The number of people in hospital with coronavirus has also fallen from a peak of 15,702 on April 10 to 2,891 on the June 19 – meaning numbers have halved every month.
Data shows that between 1,900 and 3,200 people are catching the coronavirus every day in England — but the speed at which the outbreak is shrinking has ‘levelled off’, according to data.
The estimate is lower than last week, when two separate projections from King’s College London experts and the Office for National Statistics (ONS) ranged from between 3,200 to 3,800.
King’s College’s COVID Symptom Tracker app predicts 1,978 people in England are getting struck down daily.

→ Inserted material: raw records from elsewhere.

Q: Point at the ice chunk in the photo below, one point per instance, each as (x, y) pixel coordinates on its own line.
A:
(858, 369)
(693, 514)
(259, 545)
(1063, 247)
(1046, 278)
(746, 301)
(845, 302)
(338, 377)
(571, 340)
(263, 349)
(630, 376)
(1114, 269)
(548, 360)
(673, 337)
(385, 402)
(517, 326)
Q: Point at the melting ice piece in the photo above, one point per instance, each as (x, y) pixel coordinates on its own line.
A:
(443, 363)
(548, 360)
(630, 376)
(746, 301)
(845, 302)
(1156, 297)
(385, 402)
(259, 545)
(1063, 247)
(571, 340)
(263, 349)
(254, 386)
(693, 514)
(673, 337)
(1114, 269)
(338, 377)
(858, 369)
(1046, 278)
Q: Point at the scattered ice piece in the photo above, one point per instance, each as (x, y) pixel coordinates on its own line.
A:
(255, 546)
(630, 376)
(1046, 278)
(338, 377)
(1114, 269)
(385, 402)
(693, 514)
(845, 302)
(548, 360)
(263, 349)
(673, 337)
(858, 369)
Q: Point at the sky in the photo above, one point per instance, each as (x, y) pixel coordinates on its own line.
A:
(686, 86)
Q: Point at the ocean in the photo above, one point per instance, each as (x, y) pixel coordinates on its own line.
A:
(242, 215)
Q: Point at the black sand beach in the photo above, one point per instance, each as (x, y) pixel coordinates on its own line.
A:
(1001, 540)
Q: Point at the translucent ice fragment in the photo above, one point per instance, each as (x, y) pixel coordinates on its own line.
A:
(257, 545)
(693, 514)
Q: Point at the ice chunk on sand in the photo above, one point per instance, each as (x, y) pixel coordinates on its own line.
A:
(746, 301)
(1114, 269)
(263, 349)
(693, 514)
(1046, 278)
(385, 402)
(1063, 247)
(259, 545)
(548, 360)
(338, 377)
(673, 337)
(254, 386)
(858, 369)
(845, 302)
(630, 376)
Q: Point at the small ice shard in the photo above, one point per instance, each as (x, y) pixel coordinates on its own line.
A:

The ONS, whose estimate is based on population swab testing, puts the figure at approximately 3,142.
But statisticians cautioned the number of people infected with Covid-19 could have even gone up — from 33,000 people a fortnight ago to 51,000 on June 21, around 0.09 per cent of the population (one in 1,100 people).
The ONS explained that the extremely small sample size — the number is based only on 14 positive tests, up from 10 last week — is likely to have swayed the estimate.


King’s College London ‘s COVID Symptom Tracker app estimates that just 2,341 Britons are being struck down with the coronavirus every day. Last week they used this data to estimate that there were 3,612 people catching the virus every day in Britain and roughly 4,942 people the week before that. The figure was higher than 11,000 per day a month ago
Experts stopped short of saying the outbreak had rebounded and started to rise again, instead saying there was no evidence it was either growing nor shrinking.
Government advisers today claimed the R rate for the UK and England remains between 0.7 and 0.9 for the third week in a row. But they admitted it could be as high as 1.0 in the North West. Number 10’s scientific advisory panel SAGE today also revealed the growth rate — how the number of new daily cases is changing day-by-day — is still between minus four and minus two per cent.
Prime Minister Boris Johnson this week dramatically unwound the coronavirus lockdown, bringing the country out of ‘hibernation’ — with a return for pubs, haircuts and weddings and family and friends getting the green light to meet up indoors for the first time in months.
The Prime Minister said he wanted to ‘make life easier’ after an ‘incredibly tough time’ with bars, restaurants, cinemas and hairdressers in England able to get back up and running from July 4 – dubbed ‘Super Saturday’.